Seasonal Monsoon Rains Block Key Tropical Ocean Current
[February 2019 image of sea surface salinity and soil moisture from NASA’s Soil Moisture Active Passive (SMAP) satellite. Credits: NASA/JPL-Caltech/GSFC]
[NASA] Our oceans and the complex “conveyer belt” system of currents that connects them play an important role in regulating global climate. The oceans store heat from the Sun, and ocean currents transport that heat from the tropics to the poles. They release the heat and moisture into the air, which moderates climate nearby. But what happens if part of that conveyer belt jams?
It’s not a theoretical question. Scientists have observed that a major ocean current called the Indonesia Throughflow, which provides the only tropical connection between the Pacific and Indian oceans, slows dramatically near the surface during the Northwest Asia monsoon season — usually December through March. And a team of scientists, led by Tong Lee of NASA’s Jet Propulsion Laboratory in Pasadena, California, has figured out why.
“We have found that this current, which is a very important element of the global ocean current system, is significantly affected by local precipitation,” Lee said. “It is fairly common knowledge that winds drive ocean currents. In this case, however, the precipitation is actually a dominant factor during the monsoon season.”
It’s a discovery that will improve our understanding of complex Earth processes. During this season, about 10 feet (3 meters) of rain fall over the maritime continent, a region of Southeast Asia between the Indian and Pacific oceans through which the Indonesia Throughflow current travels. This influx of local rain reduces the pressure force that drives the current through the region.
[This animation shows a time lapse of sea surface salinity and soil moisture from NASA’s Soil Moisture Active Passive (SMAP) satellite from April 2015 through February 2019. Credits: NASA/JPL-Caltech/GSFC]
How does that work? Gravity causes water to travel “downhill” from areas of relatively higher sea level toward areas of lower sea level unless opposed by another force. In the tropical Pacific, trade winds also influence the flow of water. They blow from east to west, causing ocean currents to transport large amounts of water from the U.S. westward toward Asia. This raises the sea level on the Asian side of the Pacific Ocean and provides enough force to keep the Indonesia Throughflow moving, connecting the two oceans.
However, the influx of rain during monsoon season temporarily but significantly raises the local sea level in the Indonesian seas that sit between the Pacific and Indian oceans enough to essentially eliminate the downhill flow. Think of it like a ball rolling freely downhill versus a ball on a flat surface, which has little momentum to move forward.
Although the slowing of this current is primarily seasonal, it still affects the amount of heat transported from the Pacific Ocean to the Indian Ocean, which can change regional climate in Southeast Asia.

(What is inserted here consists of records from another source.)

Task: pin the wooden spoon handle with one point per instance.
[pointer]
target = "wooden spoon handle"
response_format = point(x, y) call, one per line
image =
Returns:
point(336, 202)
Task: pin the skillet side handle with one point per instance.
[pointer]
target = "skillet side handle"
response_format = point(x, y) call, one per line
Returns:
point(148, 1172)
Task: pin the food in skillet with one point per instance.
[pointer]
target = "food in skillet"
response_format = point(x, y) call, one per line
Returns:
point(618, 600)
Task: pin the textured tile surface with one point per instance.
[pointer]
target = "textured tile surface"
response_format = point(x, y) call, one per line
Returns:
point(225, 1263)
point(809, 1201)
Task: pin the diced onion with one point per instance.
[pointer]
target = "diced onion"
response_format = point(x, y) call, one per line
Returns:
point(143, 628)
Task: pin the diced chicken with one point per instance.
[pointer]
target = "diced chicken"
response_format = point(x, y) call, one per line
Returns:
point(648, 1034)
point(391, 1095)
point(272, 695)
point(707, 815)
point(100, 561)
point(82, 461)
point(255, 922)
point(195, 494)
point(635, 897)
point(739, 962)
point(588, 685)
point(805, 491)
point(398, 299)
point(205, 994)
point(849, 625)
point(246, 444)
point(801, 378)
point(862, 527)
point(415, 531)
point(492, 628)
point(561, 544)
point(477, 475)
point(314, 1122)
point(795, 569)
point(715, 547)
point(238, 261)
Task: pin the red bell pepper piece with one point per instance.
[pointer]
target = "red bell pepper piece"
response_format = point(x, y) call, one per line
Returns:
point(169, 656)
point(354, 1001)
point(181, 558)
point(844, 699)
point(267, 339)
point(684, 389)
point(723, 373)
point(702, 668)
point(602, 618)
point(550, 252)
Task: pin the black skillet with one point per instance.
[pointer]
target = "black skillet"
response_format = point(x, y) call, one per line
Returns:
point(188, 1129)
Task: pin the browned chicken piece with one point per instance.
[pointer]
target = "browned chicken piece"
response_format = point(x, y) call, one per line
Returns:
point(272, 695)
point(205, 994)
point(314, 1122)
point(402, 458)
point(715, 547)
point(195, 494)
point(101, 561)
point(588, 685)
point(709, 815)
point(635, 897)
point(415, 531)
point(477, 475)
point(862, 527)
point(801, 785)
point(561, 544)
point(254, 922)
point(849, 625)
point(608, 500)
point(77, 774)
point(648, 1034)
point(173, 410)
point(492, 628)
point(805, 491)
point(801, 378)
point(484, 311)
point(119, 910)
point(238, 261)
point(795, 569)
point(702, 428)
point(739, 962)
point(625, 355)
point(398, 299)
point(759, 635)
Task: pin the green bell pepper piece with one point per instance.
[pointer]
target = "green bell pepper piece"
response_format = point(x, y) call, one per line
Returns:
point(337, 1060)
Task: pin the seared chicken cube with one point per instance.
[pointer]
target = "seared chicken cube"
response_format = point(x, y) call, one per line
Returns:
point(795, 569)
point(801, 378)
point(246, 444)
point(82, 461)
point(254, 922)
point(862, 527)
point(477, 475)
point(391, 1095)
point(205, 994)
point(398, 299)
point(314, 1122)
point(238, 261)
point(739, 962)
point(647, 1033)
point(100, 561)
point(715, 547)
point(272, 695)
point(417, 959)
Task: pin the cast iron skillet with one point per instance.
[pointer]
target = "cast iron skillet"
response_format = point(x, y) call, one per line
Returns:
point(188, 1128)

“The increase in local sea level due to the seasonal freshening of seawater pushes against the normally higher sea level from the Pacific Ocean,” said Lee. “It restricts the surface flow of this current during the monsoon season, which prevents a lot of the heat normally carried by the current from making its way to the Indian Ocean.”
[Bathymetric map for the southeast Asian Seas and the major pathways of ocean currents in the Maritime Continent region.]
Furthermore, since all of these currents are connected globally, less warm water is transported into the Indian Ocean, and in turn, less warm water is transported from the Indian Ocean to the Atlantic Ocean over the long term. So the Indonesia Throughflow — one element of a much larger system — can have a significant effect thousands of miles away from where it flows.
The results of this study will help to improve climate models by enabling scientists to factor in these effects and changes. Titled “Maritime Continent water cycle regulates low-latitude chokepoint of global ocean circulation,” the study was recently published in Nature.
NASA satellite data, particularly ocean salinity measurements from the Soil Moisture Active Passive (SMAP) satellite, were instrumental in these findings. Although SMAP was designed primarily to measure soil moisture, its radiometer is also able to measure sea surface salinity. The results of this paper demonstrate the utility of SMAP salinity data in exploring changes in the water cycle, sea level, ocean circulation and climate.